Buttegieg talks about immigration from 30:00 on the Ezra Klein podcast from today.
Definitely want to keep people coming in, but legally. Increase legal immigration if needed by industry and for family reunification (close family including first cousins). Fine with birthright citizenship. I don't like that there's a huge population who are unknown to our systems. I want order and total awareness on the part of the state. Everyone having ID, everyone being legally present, everyone properly taxed. It's both a practical policy-oriented position and even an aesthetic value (orderly, technocratic state - more Singapore, less Wild West).
I also resent, but understand the necessity of, providing healthcare and free public education to illegal immigrants (the latter is required under a Supreme Court ruling), the former is just good public policy). My insurance is $400+ a month out-of-pocket, post-tax income (Kaiser platinum, Southern CA).
Absolutely agree that until AI becomes really advanced, we need to keep our population growing. Don't want to end up dying like Europe or East Asia (well, not just yet until AI can allow for UBI). And I love that newcomers' rates of reproduction decrease in one generation after becoming Americans; it contributes to limiting population growth overall, which is good for the planet. But keep immigrants coming, with a healthy regulated balance of people from Asia, Africa, and Latin America. As long as the melting pot or the more contemporary less-assimilative acculturation process keeps working, I'm happy to keep immigration going.

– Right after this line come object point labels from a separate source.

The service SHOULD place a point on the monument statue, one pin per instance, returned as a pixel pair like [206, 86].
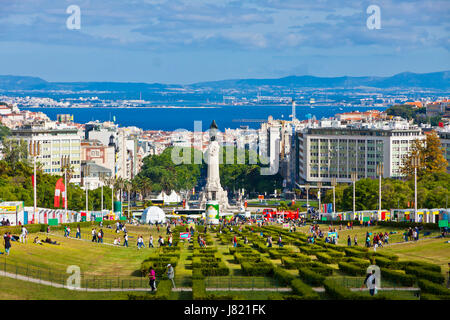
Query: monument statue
[213, 191]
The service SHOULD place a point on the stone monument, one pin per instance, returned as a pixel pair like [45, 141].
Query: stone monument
[213, 192]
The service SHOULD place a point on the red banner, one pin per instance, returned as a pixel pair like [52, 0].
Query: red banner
[59, 188]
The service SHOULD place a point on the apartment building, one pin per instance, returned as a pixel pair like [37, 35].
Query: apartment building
[54, 145]
[333, 150]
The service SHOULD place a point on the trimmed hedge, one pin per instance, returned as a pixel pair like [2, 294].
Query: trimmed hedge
[352, 252]
[302, 289]
[362, 263]
[389, 256]
[398, 276]
[386, 263]
[321, 268]
[282, 275]
[426, 274]
[336, 291]
[164, 290]
[352, 269]
[311, 277]
[433, 288]
[325, 258]
[199, 290]
[216, 270]
[421, 264]
[260, 267]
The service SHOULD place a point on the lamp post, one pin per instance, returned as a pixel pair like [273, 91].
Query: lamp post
[380, 174]
[86, 186]
[307, 196]
[415, 163]
[34, 151]
[333, 184]
[65, 163]
[354, 177]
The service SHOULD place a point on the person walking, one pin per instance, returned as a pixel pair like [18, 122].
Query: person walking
[140, 242]
[150, 242]
[7, 240]
[152, 278]
[23, 235]
[280, 242]
[125, 240]
[171, 274]
[100, 236]
[169, 240]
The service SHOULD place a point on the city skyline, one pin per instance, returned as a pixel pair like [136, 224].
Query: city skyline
[185, 42]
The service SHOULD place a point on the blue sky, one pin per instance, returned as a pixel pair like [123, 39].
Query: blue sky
[185, 41]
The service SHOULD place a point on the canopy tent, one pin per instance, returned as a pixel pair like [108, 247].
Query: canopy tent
[173, 197]
[152, 215]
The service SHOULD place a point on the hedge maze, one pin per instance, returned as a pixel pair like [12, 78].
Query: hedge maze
[309, 271]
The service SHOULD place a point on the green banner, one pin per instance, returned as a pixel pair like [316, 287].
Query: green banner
[443, 223]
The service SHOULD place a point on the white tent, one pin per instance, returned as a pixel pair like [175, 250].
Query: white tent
[152, 215]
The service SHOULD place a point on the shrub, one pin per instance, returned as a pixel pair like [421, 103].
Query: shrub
[311, 277]
[335, 254]
[302, 289]
[282, 275]
[321, 268]
[433, 288]
[421, 264]
[351, 252]
[257, 268]
[215, 270]
[389, 256]
[197, 274]
[386, 263]
[300, 257]
[277, 253]
[325, 258]
[336, 291]
[398, 277]
[362, 263]
[426, 274]
[352, 269]
[164, 290]
[199, 290]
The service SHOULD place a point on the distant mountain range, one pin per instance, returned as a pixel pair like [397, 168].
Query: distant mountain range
[434, 80]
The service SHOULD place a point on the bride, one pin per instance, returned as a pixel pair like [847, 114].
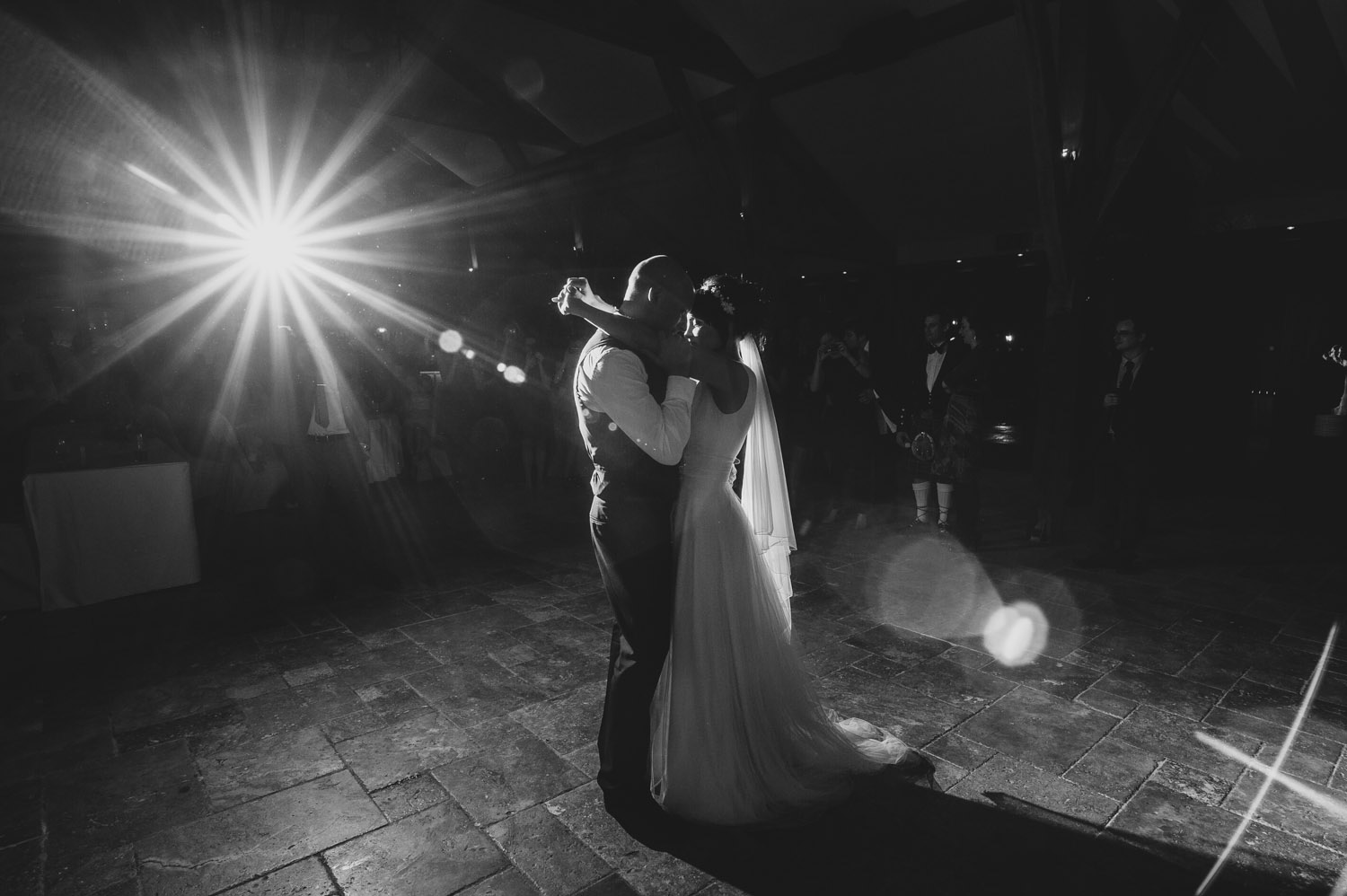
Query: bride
[738, 736]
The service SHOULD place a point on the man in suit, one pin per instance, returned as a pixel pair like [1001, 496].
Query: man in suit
[1131, 408]
[926, 406]
[635, 420]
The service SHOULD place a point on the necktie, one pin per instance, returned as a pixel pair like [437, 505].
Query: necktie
[321, 404]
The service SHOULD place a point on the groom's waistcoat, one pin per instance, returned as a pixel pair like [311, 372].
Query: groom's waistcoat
[617, 460]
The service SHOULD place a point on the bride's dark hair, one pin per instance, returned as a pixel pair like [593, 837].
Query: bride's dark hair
[732, 304]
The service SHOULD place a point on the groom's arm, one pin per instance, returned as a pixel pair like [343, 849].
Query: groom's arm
[616, 384]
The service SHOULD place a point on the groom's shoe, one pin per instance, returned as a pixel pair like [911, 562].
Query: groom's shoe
[643, 818]
[915, 769]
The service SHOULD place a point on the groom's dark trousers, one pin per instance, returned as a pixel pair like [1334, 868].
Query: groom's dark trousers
[630, 524]
[636, 558]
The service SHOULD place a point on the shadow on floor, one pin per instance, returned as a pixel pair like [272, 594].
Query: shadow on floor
[904, 839]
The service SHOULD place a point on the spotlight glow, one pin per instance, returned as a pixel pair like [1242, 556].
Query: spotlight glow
[264, 212]
[1016, 635]
[269, 247]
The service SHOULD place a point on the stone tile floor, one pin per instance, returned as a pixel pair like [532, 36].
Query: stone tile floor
[436, 737]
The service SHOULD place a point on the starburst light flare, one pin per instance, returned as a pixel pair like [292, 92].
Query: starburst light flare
[251, 209]
[1273, 772]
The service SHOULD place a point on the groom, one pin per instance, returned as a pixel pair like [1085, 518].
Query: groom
[635, 420]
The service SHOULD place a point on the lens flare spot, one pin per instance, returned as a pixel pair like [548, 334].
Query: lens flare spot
[1016, 635]
[271, 245]
[450, 341]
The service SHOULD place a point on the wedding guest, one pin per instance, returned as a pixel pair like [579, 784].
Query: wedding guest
[1131, 406]
[964, 425]
[927, 404]
[1336, 356]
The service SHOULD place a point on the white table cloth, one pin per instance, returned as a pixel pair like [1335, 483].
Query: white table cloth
[110, 532]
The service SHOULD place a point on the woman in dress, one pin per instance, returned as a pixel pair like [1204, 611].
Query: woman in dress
[738, 736]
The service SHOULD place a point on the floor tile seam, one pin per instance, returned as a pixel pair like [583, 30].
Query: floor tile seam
[1255, 820]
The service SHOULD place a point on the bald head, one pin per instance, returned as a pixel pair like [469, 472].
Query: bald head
[659, 291]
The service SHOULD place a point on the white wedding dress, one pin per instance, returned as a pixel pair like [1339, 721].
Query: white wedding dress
[738, 736]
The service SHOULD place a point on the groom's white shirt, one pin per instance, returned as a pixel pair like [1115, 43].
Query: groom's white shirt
[613, 382]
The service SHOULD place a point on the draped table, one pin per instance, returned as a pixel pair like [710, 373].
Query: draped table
[108, 522]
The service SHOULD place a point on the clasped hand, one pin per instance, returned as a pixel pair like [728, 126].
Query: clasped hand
[574, 294]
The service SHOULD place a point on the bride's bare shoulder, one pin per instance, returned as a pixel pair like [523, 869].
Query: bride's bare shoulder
[732, 399]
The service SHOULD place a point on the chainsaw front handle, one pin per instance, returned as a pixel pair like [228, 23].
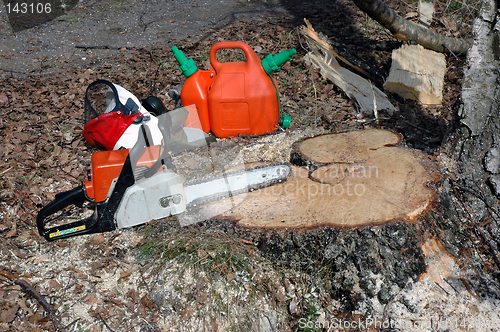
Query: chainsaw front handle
[74, 196]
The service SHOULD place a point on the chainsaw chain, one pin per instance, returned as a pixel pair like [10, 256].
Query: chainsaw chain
[216, 197]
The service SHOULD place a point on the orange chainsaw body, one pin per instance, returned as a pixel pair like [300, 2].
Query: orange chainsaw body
[107, 165]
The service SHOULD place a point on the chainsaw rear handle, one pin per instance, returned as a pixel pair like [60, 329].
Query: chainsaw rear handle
[74, 196]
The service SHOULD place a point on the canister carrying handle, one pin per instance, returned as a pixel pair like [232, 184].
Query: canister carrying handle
[249, 53]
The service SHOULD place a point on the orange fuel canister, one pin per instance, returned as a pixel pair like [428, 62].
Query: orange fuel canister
[243, 98]
[194, 93]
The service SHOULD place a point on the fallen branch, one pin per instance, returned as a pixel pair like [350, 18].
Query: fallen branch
[37, 296]
[407, 31]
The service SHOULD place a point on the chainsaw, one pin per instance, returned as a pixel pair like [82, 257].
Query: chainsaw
[130, 187]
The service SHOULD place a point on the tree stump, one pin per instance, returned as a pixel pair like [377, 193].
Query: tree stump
[366, 246]
[351, 179]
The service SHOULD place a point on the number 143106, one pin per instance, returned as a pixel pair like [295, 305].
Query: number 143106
[28, 8]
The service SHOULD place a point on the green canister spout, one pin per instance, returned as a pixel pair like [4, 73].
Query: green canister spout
[187, 66]
[273, 62]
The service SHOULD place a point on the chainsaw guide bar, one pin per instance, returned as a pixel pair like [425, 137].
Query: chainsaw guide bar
[233, 183]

Increase legal immigration, especially those with needed skills, including farm labor and low-skill service skills (e.g., elder care).
The Spanish thing:
I'll admit that in part it's aesthetic (the mediocrity/failure of Spanish-speaking countries for reasons including American interference and colonialism; subjective repulsion at the sound of the language, as spoken by white Spaniards and Latin Americans and everyone else (yes, I know there's a difference, but I still don't like Spanish aesthetically as spoken by anyone; yes, I find nonwhite languages beautiful (e.g., Japanese, Korean). Another part is that I don't like the possibility that the acculturation process (the best from newcomers mixed into the national fabric, but with their integration in larger society) will start failing (see, e.g., Koreatown in LA; there are students who graduate from UCLA who've been here almost all their lives but who can barely speak English, and that often leads to their not meeting others outside the Korean/Korean-American community). I have a fear that acculturation failing will mean the closing-off of entire communities from being acculturated into American society, which is informed by aesthetics (how I want a national cultural system to work) and practical policy and security concerns).
Just being honest here. Dialogue is welcome, critical to the process. Please change my mind, etc.